One of the technical details is the angle of two bone cuts at the two areas along the length of the clavicle. In theory they should be perfectly perpendicular to the length of the bone. (90 degrees) But the clavicle is not a completely straight bone. It has two curved ends with a straight portion only in the middle. The bone is also angled as it connects the shoulder to the sternum, coming forward and down in so doing. Thus with perfectly perpendicular cuts when the two ends come together they may not fit in a completely contacted fashion throughout the diameter of the bone. A small gap may exist particularly on the posterior surface with the application of the plate and screws.

While angling the bone cuts a bit may ensure complete contact of both bone ends, if a gap develops on either anterior or posterior surface a bine graft should be wedged into it. The removed bone segments provide a ready graft source to do so.

Case Study: This young patient desired shoulder narrowing. At 5’ 11” with a bideltoid distance of 52.5cms the goal was a more narrow less square shoulder shape.

Under general anesthesia and through 3.5cms incisions in the supraclavicular fossa 2.5cm bone segments were removed with slightly angled bone cuts. In putting together the right side a 2 -3mm gap appeared on its posterior surface after application of the two plates and screws. No such good existed on its anterior surface after application of the anterior plate. A wedge graft was taken from one of the removed bone segments and polled tightly into the posterior gap.

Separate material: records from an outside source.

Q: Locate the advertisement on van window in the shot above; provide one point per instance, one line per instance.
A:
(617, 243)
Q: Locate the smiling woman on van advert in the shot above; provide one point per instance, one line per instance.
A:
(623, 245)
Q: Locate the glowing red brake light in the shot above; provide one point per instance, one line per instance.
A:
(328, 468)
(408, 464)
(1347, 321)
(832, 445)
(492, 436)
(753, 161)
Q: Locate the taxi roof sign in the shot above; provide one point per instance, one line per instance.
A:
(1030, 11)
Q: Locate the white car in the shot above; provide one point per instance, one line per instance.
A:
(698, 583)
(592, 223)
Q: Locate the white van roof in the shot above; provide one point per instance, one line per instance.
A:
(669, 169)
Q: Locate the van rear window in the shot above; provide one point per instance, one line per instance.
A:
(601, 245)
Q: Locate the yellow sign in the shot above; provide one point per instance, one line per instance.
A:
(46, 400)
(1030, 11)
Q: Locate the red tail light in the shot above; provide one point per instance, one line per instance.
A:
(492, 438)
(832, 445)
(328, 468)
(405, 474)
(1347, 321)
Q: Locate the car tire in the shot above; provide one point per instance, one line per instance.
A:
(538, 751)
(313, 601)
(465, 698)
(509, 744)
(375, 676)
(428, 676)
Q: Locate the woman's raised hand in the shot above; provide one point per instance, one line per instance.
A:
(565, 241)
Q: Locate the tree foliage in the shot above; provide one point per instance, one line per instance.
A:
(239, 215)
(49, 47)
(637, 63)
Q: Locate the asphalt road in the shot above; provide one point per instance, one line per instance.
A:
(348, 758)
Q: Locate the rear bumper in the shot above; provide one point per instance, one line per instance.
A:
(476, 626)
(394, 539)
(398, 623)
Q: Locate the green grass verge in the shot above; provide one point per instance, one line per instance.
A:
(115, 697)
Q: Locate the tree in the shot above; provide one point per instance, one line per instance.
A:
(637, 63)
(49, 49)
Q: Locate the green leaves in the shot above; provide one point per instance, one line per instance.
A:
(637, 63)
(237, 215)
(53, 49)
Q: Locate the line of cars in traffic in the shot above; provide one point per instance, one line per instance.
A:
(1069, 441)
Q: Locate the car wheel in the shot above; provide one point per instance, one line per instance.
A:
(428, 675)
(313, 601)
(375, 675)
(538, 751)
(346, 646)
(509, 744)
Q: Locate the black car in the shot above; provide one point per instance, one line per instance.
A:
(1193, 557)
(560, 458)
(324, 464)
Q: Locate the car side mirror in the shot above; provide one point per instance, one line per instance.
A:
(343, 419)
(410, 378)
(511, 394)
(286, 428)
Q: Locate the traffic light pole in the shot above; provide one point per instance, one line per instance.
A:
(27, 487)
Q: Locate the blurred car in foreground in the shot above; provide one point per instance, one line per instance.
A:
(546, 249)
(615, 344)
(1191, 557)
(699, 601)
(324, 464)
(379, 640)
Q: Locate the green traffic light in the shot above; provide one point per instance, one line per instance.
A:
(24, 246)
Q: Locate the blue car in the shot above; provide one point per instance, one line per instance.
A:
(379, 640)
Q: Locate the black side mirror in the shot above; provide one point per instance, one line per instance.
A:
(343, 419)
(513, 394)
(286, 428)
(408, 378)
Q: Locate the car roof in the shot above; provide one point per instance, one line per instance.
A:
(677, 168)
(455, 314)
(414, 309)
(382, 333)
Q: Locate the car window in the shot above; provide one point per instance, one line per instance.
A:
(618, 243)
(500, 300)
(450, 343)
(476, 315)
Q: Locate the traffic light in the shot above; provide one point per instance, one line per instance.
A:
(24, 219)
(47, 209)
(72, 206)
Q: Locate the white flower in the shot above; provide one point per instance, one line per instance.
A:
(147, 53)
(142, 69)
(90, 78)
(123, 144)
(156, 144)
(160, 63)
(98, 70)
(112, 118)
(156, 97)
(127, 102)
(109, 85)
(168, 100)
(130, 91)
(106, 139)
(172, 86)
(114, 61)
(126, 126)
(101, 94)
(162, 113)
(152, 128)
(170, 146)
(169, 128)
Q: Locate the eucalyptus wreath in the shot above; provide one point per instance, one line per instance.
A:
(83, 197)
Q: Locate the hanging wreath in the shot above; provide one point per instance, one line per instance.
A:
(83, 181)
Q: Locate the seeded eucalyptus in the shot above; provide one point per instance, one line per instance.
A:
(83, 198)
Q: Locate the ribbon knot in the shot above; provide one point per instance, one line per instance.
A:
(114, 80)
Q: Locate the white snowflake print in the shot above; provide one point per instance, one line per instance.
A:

His intraoperative frontal appearance showed the immediate shoulder width change.

Similarly his shoulder appearance seen upright the following day showed similar reductive change in the front and back views.

The postoperative x-ray showed good alignment of the segments on both sides but the wedge bone graft could not be seen.

It may seem contrarian to be placing a bone graft into a reduction osteotomy site but it does not add back any length. Ensuring optimal bone contacts between the two bone ends is the most assured method to optimize bone healing and prevent a non-union. The convenience of obtaining a graft from the removed bone segments makes this an obvious choice to do.

Key Points:

1) In clavicle reduction osteotomies the reapproximation of the two cut ends may not always create a complete circumferential end to end union due too slight differences in the angle of the bone cuts.

2) If there is any gap between the two ends on the posterior side of the bone a wedge bone graft can be placed which is tapped into position.

3) The absolute necessity for a wedge graft in an open clavicle osteotomy side is unknown but a bone graft already exists to use.